My central memory of that time seems to hang on one or five or maybe forty nights — or very early mornings — when I left the Fillmore half-crazy and, instead of going home, aimed the big 650 Lightning across the Bay Bridge at a hundred miles an hour...booming through the Treasure Island tunnel at the lights of Oakland and Berkeley and Richmond, not quite sure which turnoff to take when I got to the other end...but being absolutely certain that no matter which way I went, I would come to a place where people were just as high and wild as I was...
There was madness in any direction, at any hour. If not across the Bay, then up the Golden Gate or down 101 to Los Altos or La Honda...You could strike sparks anywhere. There was a fantastic universal sense that whatever we were doing was right, that we were winning...And that, I think, was the handle — that sense of inevitable victory over the forces of Old and Evil...We had all the momentum; we were riding the crest of a high and beautiful wave...
So now, less than five years later, you can go up on a steep hill in Las Vegas and look West, and with the right kind of eyes, you can almost see the high-water mark — that place where the wave finally broke and rolled back.

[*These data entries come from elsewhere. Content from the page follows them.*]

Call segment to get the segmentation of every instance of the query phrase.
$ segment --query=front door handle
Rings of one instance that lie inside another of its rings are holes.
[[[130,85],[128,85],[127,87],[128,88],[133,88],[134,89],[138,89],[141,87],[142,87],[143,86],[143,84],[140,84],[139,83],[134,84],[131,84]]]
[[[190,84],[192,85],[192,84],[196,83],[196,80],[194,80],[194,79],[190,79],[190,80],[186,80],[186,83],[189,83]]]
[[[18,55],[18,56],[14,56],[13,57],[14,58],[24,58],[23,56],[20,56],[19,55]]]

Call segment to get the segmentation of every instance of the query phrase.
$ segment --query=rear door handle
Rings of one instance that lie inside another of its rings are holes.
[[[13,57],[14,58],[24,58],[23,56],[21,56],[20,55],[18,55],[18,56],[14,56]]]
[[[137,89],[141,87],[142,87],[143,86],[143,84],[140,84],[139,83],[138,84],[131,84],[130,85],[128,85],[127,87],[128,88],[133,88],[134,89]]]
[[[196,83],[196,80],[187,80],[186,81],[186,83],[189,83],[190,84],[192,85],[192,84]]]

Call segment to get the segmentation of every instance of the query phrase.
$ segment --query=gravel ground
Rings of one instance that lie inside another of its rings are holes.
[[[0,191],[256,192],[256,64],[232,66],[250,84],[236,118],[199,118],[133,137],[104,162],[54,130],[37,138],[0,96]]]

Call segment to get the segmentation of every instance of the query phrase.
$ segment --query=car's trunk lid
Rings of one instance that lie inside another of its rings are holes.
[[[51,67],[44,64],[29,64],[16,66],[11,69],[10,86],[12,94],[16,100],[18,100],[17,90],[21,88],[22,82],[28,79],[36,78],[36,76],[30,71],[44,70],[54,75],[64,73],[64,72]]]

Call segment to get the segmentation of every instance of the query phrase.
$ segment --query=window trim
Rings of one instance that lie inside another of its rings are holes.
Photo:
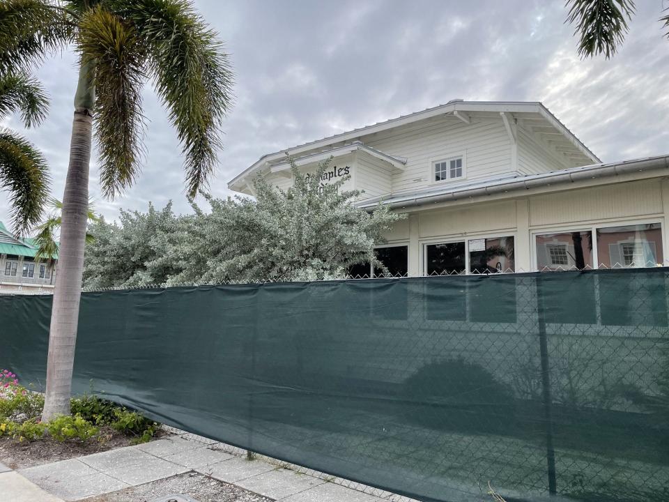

- If anything, the sixties was a decade of change, with the lines often drawn between those who embraced change and those who resisted it. And time after time, it was those who embraced it who prevailed.
- Tim Wendel, Summer of ’68 (2012), Chapter 5 (p. 135 in the paperback edition)
- Although the '60s counterculture has been much maligned and discredited, it attempted to provide what we still desperately need: a spirited culture of refusal, a counter-life to the reigning corporate culture of death. We don't need to return to that counterculture, but we do need to take up its challenge again. If the work we do produces mostly bad, ugly, and destructive things, those things in turn will tend to re-create us in their image. We need to turn to good, useful, and beautiful work. We need to ask, as Thoreau and Ruskin did, What are the life-giving things? Such important questions are answered for us in the present by the corporate state, while we are left with the most trivial decisions: what programs to watch on TV and what model car to buy.
- Curtis White, “The spirit of disobedience: An invitation to resistance,” Harper’s, April 2006, p. 40
- Unlike the civil rights struggles of African Americans or the protest politics surrounding the Vietnam War, the Chicano and Puerto Rican movements represent a decidedly underexplored aspect of 1960s New Left radicalism. Outside of the communities themselves, the names, places, and events of these two movements are virtually unknown.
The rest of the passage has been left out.